Tidal Lagoon Could Contribute $46 Bln to UK GDP Between 2015-2027

A macroeconomic impacts study has found that a national fleet of six tidal lagoon power plants would contribute £27 billion to UK GDP over the investment period 2015-2027.

Tidal Lagoon Could Contribute $46 Bln to UK GDP Between 2015-2027

Since many of the components can be sourced within the UK, tidal lagoon infrastructure investment offers one of the best returns in terms of GDP impact per pound invested when compared to other energy investments.

In operation, the fleet would supply 8% of the UK’s electricity and make an annual contribution of £3.1 billion to UK GDP over the 120 year design life of the plant. Exports of up to £70bn could be secured by exploiting the UK’s leadership position across international markets.

The study, conducted by the Centre for Economics and Business Research, examined Tidal Lagoon Power’s plans to build six tidal lagoons in the UK – the first of which, if granted the relevant permissions, will commence construction in Swansea Bay next spring. The aggregate UK content for Swansea Bay is currently estimated at 71%, with almost 50% of total content being sourced in Wales itself.

Net exports could be increased by as much as £3.7bn per year – equivalent to 13% of the current trade deficit – through the displacement of fossil fuel imports by indigenous lagoon-generated electricity, the export of tidal lagoon electricity at times of over-supply, and the export of components and expertise to support the roll-out of tidal lagoon infrastructure overseas.

The economic benefits of investing in and operating a UK fleet of tidal lagoons are identified as:

  • A twelve year investment programme with an accumulated contribution of £27bn to UK GDP, creating or sustaining up to 35,800 jobs on average and up to 70,900 jobs at its peak;
  • Taking account of the balance of payments effect, the programme could contribute £35.5bn to the UK economy and at its peak account for 0.3% of annual GDP;
  • The operation of the lagoons and the electricity they produce will contribute £3.1bn per year to the UK economy, creating or sustaining as many as 6,400 jobs;
  • Taking account of the balance of payments effect, a fully operational fleet of lagoons could create or sustain as many as 39,700 jobs, contribute £5.8bn per year to the UK economy and account for 0.24% of annual GDP;
  • The annual tidal lagoon export market could be worth as much as £3.7bn per year or an accumulated total of £70bn between 2030 and 2050.

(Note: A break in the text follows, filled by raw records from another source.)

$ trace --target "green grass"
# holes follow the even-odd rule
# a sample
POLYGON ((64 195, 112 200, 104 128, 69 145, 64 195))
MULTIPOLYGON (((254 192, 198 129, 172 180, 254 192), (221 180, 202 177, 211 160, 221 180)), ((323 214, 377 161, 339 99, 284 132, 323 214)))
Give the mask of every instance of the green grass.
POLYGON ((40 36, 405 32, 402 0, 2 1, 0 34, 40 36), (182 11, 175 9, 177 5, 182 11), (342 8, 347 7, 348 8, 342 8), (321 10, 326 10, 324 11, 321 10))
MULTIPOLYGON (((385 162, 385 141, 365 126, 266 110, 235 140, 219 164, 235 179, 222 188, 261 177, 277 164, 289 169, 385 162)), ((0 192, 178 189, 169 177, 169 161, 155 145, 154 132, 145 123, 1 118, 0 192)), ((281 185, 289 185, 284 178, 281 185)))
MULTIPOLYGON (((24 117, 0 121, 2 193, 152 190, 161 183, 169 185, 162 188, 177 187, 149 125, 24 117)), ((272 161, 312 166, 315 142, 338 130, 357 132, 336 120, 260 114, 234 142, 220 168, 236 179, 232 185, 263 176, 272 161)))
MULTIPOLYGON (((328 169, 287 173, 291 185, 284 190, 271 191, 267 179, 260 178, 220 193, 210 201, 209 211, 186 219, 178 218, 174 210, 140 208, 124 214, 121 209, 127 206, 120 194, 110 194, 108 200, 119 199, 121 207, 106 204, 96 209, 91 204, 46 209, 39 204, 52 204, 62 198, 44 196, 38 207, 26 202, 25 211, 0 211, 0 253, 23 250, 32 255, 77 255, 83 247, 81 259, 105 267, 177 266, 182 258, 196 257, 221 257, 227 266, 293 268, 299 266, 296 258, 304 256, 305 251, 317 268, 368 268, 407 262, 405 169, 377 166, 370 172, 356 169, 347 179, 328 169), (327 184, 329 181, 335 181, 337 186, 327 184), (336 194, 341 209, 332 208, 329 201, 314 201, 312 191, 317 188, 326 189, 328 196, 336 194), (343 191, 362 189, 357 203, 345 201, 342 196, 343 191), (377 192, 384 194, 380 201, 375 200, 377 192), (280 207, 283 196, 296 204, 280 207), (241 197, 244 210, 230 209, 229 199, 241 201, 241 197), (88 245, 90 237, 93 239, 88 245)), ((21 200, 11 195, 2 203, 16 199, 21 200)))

Douglas McWilliams, Executive Chairman and Chief Economist at the Centre for Economics and Business Research:  “The UK is losing its hard-fought energy independence and struggling to identify genuine drivers of growth.  We’ve been here before.  The response in the 1970s was to support a domestic offshore oil & gas industry which became a world leader and has delivered huge benefits to the UK economy.  This report shows why today’s response to the same challenges to energy sovereignty and economic growth would do well to exploit the new opportunity presented by tidal lagoons.”

John Cridland, Director-general at the CBI: “We urgently need to upgrade our energy infrastructure, we need to capture greater value from green investments, and we need to re-balance our economy away from the South East.  This report paints a compelling picture for the potential contribution of tidal lagoon infrastructure in each of these areas.  We have the resource and we have the industry.”

Mark Shorrock, CEO of Tidal Lagoon Power:  “The UK will soon decide whether or not to embrace tidal lagoon infrastructure.  Having analysed all of the costs and all of the savings associated with this decision, this study clearly demonstrates that the benefits to the national economy would be enormous, immediate and long-lived.

“To realise this opportunity in full, we will have to marry economic benefit with environmental sensitivity and social acceptance.  Our proposals for Swansea Bay have proved that this can be done and establish a blueprint for an infrastructure roll-out that we now know could account for ten percent or more of UK growth.”